CPSIA and the value of writing to your senator/congressman/woman

Thanks to a Blue Rose Girls post by Alvina a couple weeks ago, I was inspired to write to my senator expressing my frustration and disappointment with the implementation of the CPSIA as it gets applied to books and small manufacturers specifically.

My senator happens to be Orrin Hatch of Utah, who I don’t necessarily always agree with on copyright issues but who I am happy to say listens to his constituents when they express an opinion on policy. I framed my letter in terms of how the CPSIA will affect local libraries (we have, I think, the largest percentage by population of children in this state compared to other states, or pretty far up there, and a large percentage of those families depend upon public libraries), local small businesses (bookstores, handmade toys), and publishing in general (which trickles down to anyone in the state involved with books).

I just received a letter back, and Senator Hatch has taken actual action:

[…]The CPSIA was not intended to harm the kinds of small businesses for which you are concerned. [I wonder if this is a form letter, because he doesn’t acknowledge my concern for libraries and publishers, too.] It is apparent, however, that the regulations may need to be altered to make exemptions for certain categories of products and businesses.

Some Utah companies may be inadvertently affected by the new regulations promulgated by the [CPSIA]. I will work with my colleagues in the Senate and with the new Administration to try to rectify the problems with this new law. I have written to the Consumer Product Safety Commission and to the Chairmen of the Senate Commerce, Science and Transportation Committee and the Senate Judiciary Committee calling for hearings on this important matter. Copies of the letters are available on my website at: www.hatch.senate.gov.

Thank you again for writing and sharing your concerns. I am hopeful the Federal government will successfully rectify this problem so that Utahns will not be harmed. [etc.]

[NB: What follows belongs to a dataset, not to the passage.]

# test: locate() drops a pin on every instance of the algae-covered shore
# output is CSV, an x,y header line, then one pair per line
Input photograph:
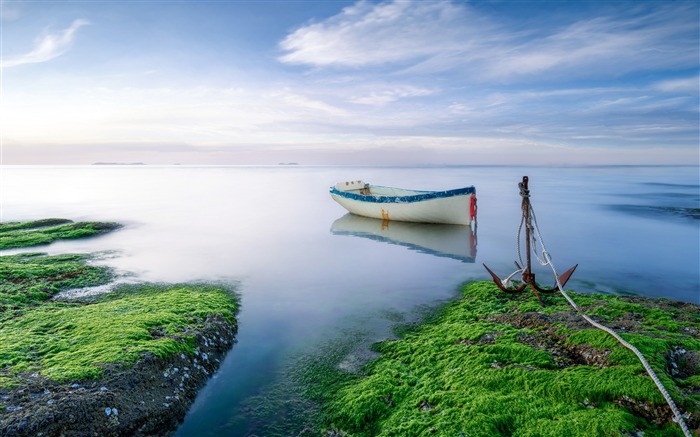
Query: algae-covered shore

Moral of the story: if you feel strongly about CPSIA, write to your senator or member of Congress and express your specific concerns about how it will affect their constituency–perhaps especially noting that in economically hard times, libraries especially have been and will bear the brunt of this policy. It’s a bill with good intentions, but bad policy right now, and I think if enough people expressed their concerns about small businesses going under because their distributors won’t place their items due to lack of testing, libraries that might have to throw out perfectly safe books, and small presses (and even large ones) that can’t afford the kind of testing currently required by CPSIA even though most children over two don’t actually eat books… anyway, with enough people going directly to those who have the power to change that policy, we’ll be able to fix it, I think.